Let me introduce you to Sierra Veins. Her fans will tell you she’s directly wired into the mother circuit. I’ve been around long enough to recognize “divine electricity” for what it is: some kid turned on the smoke machine after some idiot blew a fuse. But every now and then, someone actually does come along and light up the room. When that happens, you don’t just hear it, you feel it in your bones.
She’ll be playing Edinburgh, Manchester, and London in March. If you still have any wits left about you—and I’m sure you do—you’ll find a way to get there. The universe just loves to hand out opportunities and then stand back to see if you can blow it.
I know hype. I know the real deal. Hype is loud—billboards, algorithm-driven posts, all that malarkey. The real deal is quiet, lurking in the shadows just waiting for you to trip over it. Sierra Veins isn’t hyping. She just shows up and takes over, like it’s always been her scene.

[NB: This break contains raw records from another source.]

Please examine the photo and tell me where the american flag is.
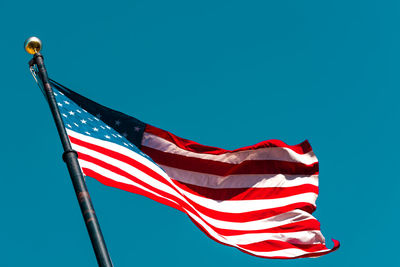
[51,81,339,259]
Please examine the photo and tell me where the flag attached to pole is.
[51,81,339,259]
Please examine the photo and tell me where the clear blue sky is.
[0,0,400,267]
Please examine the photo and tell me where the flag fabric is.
[51,81,339,259]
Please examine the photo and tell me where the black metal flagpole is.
[25,37,113,267]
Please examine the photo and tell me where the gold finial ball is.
[24,37,42,55]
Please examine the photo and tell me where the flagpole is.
[25,37,113,267]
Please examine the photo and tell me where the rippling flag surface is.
[51,81,339,259]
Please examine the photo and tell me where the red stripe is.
[141,146,318,177]
[83,168,339,259]
[70,137,315,222]
[82,168,184,212]
[172,180,318,200]
[189,217,340,260]
[240,240,327,252]
[145,124,312,155]
[79,163,320,236]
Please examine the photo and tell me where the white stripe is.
[68,131,329,257]
[225,230,325,245]
[159,164,318,188]
[79,159,179,206]
[66,129,168,176]
[142,132,318,164]
[73,144,313,230]
[73,139,317,213]
[183,208,329,257]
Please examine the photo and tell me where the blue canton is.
[53,87,151,160]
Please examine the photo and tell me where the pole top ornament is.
[24,36,42,55]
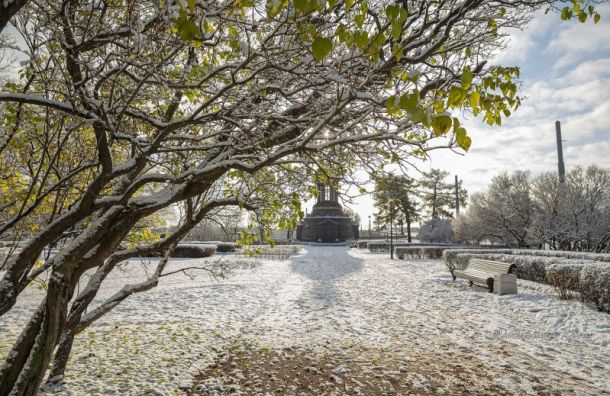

She didn’t begin as Sierra Veins. She had a different name, just Sierra, which honestly sounds more like a mountain range than a musician. Good luck finding her old work—it’s hiding in anonymity. That’s what happens when your name is indistinguishable from soda brands and software. So in May 2025, she changed it. Sierra Veins. That name has bite. It throbs. It already knows where you’re weak.
Her 2023 album, “Stronger”, was just a warm-up. Polite, almost. Like she was honing her knife in broad daylight. She released her latest offering “In The Name Of Blood”, and suddenly the underground is buzzing. Not with party poppers—but with neon and leather, and a rhythm that’s like you’re confessing a secret you shouldn’t be keeping.
This album doesn’t put you to bed. It takes you by the throat. Identity, heartbreak, obsession—yeah, they’re here, but they don’t just sit around feeling sorry for themselves. They’re called “raw” by critics. They always are. But raw is uncut. This is honed. “My Poison” doesn’t just play, it comes on in. “The One” could be the theme song for a Bond movie—if the films ever got their nerve back. And “It Was Written”? That song sticks with you. It’s heartbreak that doesn’t bother to yell. It just quietly rearranges your insides when you’re not paying attention.
She’s toured with Carpenter Brut—if you’ve survived one of their shows, you know what it means to live. She’s written songs for Yves Saint Laurent, which proves darkness never goes out of fashion. She’s played Hellfest and Roadburn, where the audience thinks they’re seeing something wild, until she gets on stage and raises the bar.
Edinburgh, Manchester, London. These aren’t massive venues where you’re straining to see from the nosebleeds. These are intimate, up-close-and-personal shows. You’ll feel the music in your chest. At first, it’s just another night out—coat slung over a chair, drink in hand, maybe a glimmer of hope. Then the lights go down, and from the first note to the final echo, you’ll understand this isn’t just a concert. You’ve been enlisted.
This is the universe having a laugh at us. Some of you will read this, nod, maybe forward it to a friend—“We should go.” But you won’t. Something will come up. Laundry. Too tired. That old excuse: there’s always next time. Then one day, when she’s playing in front of stadiums and tickets are scarce, you’ll remember—“Oh yeah, I knew her when.”
Regret doesn’t get bored. It doesn’t have a next time. It just waits, foot-tapping, lingering.
March is a terrible month. Cold, gray. The kind of weather that makes you question why you ever leave your bed, let alone your apartment. But every now and then, in the middle of all that darkness, something breaks through and reminds you you’re still alive. Or at least, that you can still feel something stronger than your radiator.
Sierra Veins is about to do that.
The rest? The universe is already watching.